Хьюстон – важный железнодорожный узел, центр хлопчатобумажной и нефтяной промышленности. Город занимает большую площадь и построен современно, климат жаркий и сухой.
Мистер Бентон был владельцем многочисленных авторемонтных мастерских и состоятельным человеком. Он был вдовцом и много пил. Здесь почти все пьют. И женщины тоже. Виной тому климат. Выходные он проводил на другой стороне Мексиканского залива, во Флориде, в основном с девушками, которые были не старше его дочери Бетси. Он обожал фортепьянный концерт Грига, а в газетах читал первым делом комиксы. В последнее время у него побаливал желудок, и спать он стал не очень хорошо. В целом он был вполне уживчивым и добродушным человеком.
Бетси познакомилась с Уильямом в колледже. Позже они обручились. Как и положено. Все было очень романтично. Однако Уильям хотел окончить учебу в медицинском, перед тем как они поженятся. Старомодный взгляд на вещи. А ведь денег у Бетси и в самом деле было вполне достаточно.
Когда она впервые увидела Уильяма в летной форме, она была очень горда. А когда началась война, она вдруг стала мечтать о ребенке. Но поскольку он очень осторожничал, ничего не получалось. Когда ей позвонили по телефону и сообщили, что он пропал без вести, она горько плакала и чувствовала себя несчастной. Вечером того же дня на вечеринке она, конечно же, всем обо всем рассказала и, конечно, снова плакала. Все были с ней очень обходительны и утешали ее.
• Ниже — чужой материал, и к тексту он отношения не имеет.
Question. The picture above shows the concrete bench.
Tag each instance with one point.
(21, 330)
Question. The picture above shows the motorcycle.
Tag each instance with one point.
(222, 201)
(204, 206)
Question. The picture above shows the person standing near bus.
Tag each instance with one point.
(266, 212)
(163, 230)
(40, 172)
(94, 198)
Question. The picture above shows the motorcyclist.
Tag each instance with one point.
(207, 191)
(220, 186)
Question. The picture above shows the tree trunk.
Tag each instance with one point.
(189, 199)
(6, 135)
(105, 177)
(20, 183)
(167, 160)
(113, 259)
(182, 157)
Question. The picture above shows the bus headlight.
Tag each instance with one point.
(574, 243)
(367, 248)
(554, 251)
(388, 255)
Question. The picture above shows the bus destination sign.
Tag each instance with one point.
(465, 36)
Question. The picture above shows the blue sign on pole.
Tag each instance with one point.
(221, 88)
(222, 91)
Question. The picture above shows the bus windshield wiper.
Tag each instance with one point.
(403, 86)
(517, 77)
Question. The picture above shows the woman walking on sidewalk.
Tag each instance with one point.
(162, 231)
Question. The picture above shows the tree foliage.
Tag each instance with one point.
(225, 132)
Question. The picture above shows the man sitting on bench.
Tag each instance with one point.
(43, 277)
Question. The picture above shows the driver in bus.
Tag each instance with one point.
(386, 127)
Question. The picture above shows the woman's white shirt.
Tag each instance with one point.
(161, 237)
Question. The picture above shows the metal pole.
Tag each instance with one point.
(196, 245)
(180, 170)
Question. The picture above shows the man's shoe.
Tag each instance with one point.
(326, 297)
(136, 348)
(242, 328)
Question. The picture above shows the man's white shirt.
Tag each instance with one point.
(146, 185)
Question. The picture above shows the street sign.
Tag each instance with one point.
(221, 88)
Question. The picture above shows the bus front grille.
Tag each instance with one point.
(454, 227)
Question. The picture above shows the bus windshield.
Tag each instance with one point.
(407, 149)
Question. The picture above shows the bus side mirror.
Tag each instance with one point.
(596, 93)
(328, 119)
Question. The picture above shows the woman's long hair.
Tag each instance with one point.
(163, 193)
Чтобы заглушить боль, она выпила лишнего. Только под утро она поехала с Джимом домой. Ехала она очень быстро, и Джим заснул рядом с ней на переднем сиденье. В утреннем свете его зубы отдавали желтизной. Это отвлекло ее, и машина не вписалась в поворот, вылетела в кювет и перевернулась. Джим умер на месте. В больнице ей ампутировали полностью раздробленную ногу. Очнувшись после наркоза, она ничего не сказала и предприняла ребяческую попытку покончить с собой, из которой, разумеется, ничего не вышло.